German botanist (1871–1933)

Carl Otto Robert Peter Paul Graebner (29 June 1871 in Aplerbeck – 6 February 1933 in Berlin) was a German botanist.

In 1895 he obtained his doctorate in Berlin, successively working as an assistant and then as curator (1904) at the botanical gardens. During the 1890s he performed botanical investigations in Jerichower Land and Vorharz with Paul Ascherson (1834–1913).

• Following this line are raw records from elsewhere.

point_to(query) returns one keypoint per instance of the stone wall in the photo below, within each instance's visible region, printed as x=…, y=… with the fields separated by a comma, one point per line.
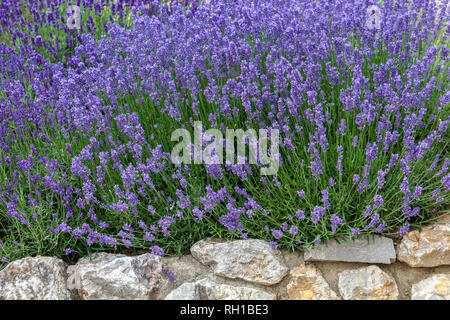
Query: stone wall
x=417, y=267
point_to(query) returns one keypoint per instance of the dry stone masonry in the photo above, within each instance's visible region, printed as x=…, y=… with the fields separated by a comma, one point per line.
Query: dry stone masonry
x=248, y=270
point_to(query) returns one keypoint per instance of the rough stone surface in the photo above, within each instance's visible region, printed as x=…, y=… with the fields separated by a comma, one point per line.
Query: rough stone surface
x=116, y=276
x=250, y=260
x=436, y=287
x=428, y=248
x=181, y=269
x=306, y=283
x=369, y=283
x=373, y=250
x=207, y=289
x=34, y=278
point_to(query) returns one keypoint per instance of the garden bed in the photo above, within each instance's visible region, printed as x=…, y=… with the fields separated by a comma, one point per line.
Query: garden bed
x=355, y=114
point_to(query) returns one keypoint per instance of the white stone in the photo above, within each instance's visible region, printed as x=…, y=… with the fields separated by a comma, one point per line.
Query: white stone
x=436, y=287
x=428, y=248
x=307, y=283
x=206, y=289
x=370, y=283
x=372, y=250
x=34, y=278
x=250, y=260
x=116, y=277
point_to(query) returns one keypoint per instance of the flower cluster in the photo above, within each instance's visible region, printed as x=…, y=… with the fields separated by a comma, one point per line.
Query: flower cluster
x=86, y=116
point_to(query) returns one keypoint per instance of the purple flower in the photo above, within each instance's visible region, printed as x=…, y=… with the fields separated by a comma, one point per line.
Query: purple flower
x=355, y=232
x=277, y=234
x=378, y=201
x=403, y=230
x=317, y=214
x=335, y=222
x=300, y=214
x=301, y=194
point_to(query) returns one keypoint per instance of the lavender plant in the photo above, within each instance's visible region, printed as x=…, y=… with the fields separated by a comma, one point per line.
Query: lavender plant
x=86, y=117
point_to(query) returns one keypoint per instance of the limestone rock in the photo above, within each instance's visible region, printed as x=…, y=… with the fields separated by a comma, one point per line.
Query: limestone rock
x=428, y=248
x=373, y=250
x=116, y=277
x=34, y=278
x=249, y=260
x=206, y=289
x=436, y=287
x=307, y=283
x=370, y=283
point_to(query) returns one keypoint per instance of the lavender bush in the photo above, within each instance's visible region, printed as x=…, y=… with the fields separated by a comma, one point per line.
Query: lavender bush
x=86, y=116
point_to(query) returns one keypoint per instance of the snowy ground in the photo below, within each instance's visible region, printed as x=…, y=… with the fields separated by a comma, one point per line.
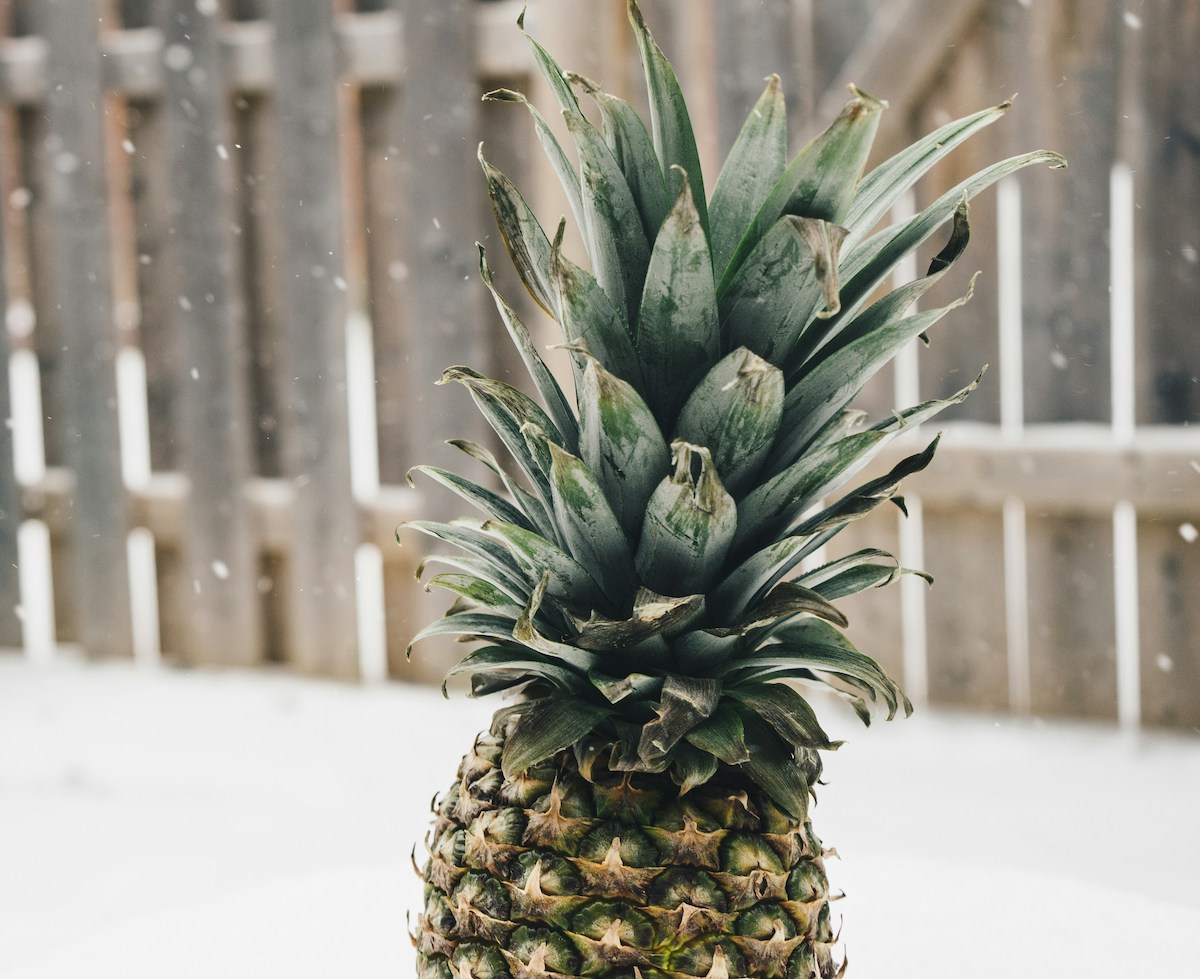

He later became a professor at the Botanical Garden and Museum in Berlin-Dahlem, from where he conducted floristic and phytogeographical research.

== Selected writings ==
- Synopsis der mitteleuropaischen Flora (with Paul Ascherson), from 1896 - Synopsis of Central European flora.
- Typhaceae u. Sparganiaceae, 1900 - Typhaceae and Sparganiaceae.
- Lehrbuch der ökologischen pflanzengeographie, 1902 (German translation of Eugen Warming's original book in Danish) - Textbook of ecological phytogeography.
- Heide und moor, 1909 - Heath and moor.
- Lehrbuch der allgemeinen Pflanzengeographie, nach entwicklungsgeschichtlichen und physiologisch-ökologischen Gesichtspunkten, 1929 - Textbook of general phytogeography, through developmental and physiologic-ecological aspects.